O que importa é o dinheiro
Redação DM
Publicado em 5 de março de 2017 às 01:39 | Atualizado há 8 anos
O BRB Banco de Brasília S/A até tentou usar a lei estadual nº 16.898/2010, que permite ser descontado até 50% da folha de pagamento dos clientes, mas foi controlado constitucionalmente. O magistrado Gabriel Consigliero Lessa, do Juizado Especial Cível e Criminal de Piracanjuba, determinou que a empresa deixe de descontar da folha de pagamento da idosa Carmita Inácia da Silva Ferrari valores acima de 30% de seu rendimento.
Trata-se de mais um caso de abuso amparado por leis estaduais inconstitucionais. Goiás, diga-se de passagem, é reino de inconstitucionalidades. Recentemente, a pesquisadora Paulinny Marques Freitas, da Universidade Federal de Goiás (UFG), realizou pesquisa sobre a judicialização da política e revelou que o Estado tem um grande índice de Ações Diretas de Inconstitucionalidade. Em um dos momentos da tese, diz a pesquisadora, é corrente nos tribunais afirmar que aos poucos a “Constituição Federal chega em Goiás”.
Pois bem, a Carta Magna chegou para Carmita Inácia da Silva e BRB.
Ela pediu na Justiça que o banco se abstenha de descontar de seus rendimentos valores que excedam ao limite previsto em lei para empréstimo consignado.
O pesadelo de Carmita começou quando foi ofertada para ela uma proposta de empréstimo consignado. Ela diz que foi induzida a assinar o contrato. Disse que era analfabeta e com idade avançada, mas o banco teria optado em salgar a conta de Carmita em vez de aconselhá-la para não sofrer prejuízos.
O magistrado disse que não encontrou o princípio da boa-fé no contrato. Carmita recebia um total de R$ 813,27, mas a parcela cobrada batia R$ 406,63, quase 50% de seus proventos a título de parcelas de empréstimo consignado. “Em análise aos argumentos das partes, observo que a solução do caso trazido à baila é iluminada pela aplicação do princípio da boa-fé objetiva, o qual impõe aos contratantes deveres relacionados à proteção das partes em todo o desenvolvimento do processo obrigacional, denominados de deveres anexos ao contrato, os quais vão além daqueles ligados à prestação propriamente dita”, explicou.
Caberia ao banco exercer a boa-fé objetiva e informar a consumidora de que poderia ocorrer um superendividamento. O banco, especialista em números e dinheiro na hora que convém, silenciou-se.
O magistrado disse que a concessão excessiva e irresponsável de crédito é absurda, pois traz “a reboque a exclusão do indivíduo do mercado de consumo, contribuindo sobremaneira para o seu aniquilamento social e para uma existência indigna”.

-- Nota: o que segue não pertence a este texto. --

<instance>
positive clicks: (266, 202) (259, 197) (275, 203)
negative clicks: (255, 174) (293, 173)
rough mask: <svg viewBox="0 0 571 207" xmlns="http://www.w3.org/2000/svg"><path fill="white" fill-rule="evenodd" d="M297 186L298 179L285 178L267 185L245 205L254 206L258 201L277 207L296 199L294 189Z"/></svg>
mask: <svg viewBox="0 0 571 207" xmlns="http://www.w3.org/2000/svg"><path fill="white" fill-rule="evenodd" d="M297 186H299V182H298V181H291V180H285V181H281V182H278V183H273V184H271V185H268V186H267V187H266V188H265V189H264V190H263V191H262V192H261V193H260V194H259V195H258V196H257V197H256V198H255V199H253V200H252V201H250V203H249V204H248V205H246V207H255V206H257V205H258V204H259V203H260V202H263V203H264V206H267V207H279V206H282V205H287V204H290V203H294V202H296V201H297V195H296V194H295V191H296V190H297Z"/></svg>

Aí o juiz arrematou a decisão: pois tudo que o banco fez é indesejado pela Constituição. O magistrado diz que o Superior Tribunal de Justiça (STJ) já pacificou: os descontos em folha de pagamento não podem ultrapassar 30% dos vencimentos do servidor.
Dignidade
O magistrado disse que o banco não deve agir de má-fé e se arvorar apenas na lei estadual, facilmente questionada em qualquer instância, pelo controle de constitucionalidade. “Tal situação mostra-se violadora do mínimo existencial, corolário lógico do princípio da dignidade da pessoa humana, que se constitui em um dos fundamentos da República Federativa do Brasil, consoante artigo 1º, inciso III, da Carta Política”, sentenciou Gabriel.
Desta forma, o magistrado apontou vício de inconstitucionalidade material na lei estadual. Ou seja, ela vai continuar válida para outras situações a não ser que seja questionada nos tribunais através de um controle direto. Para o caso de Carmita, ocorreu a declaração incidental de inconstitucionalidade material do artigo 5º, 5º parágrafo, da Lei Estadual nº 16.898/2010, que teria violado o artigo 1º, inciso III, da Constituição Federal, que trata da dignidade da pessoa humana. O caso é emblemático da expressão: o direito não socorre os que dormem. Carmita não dormiu.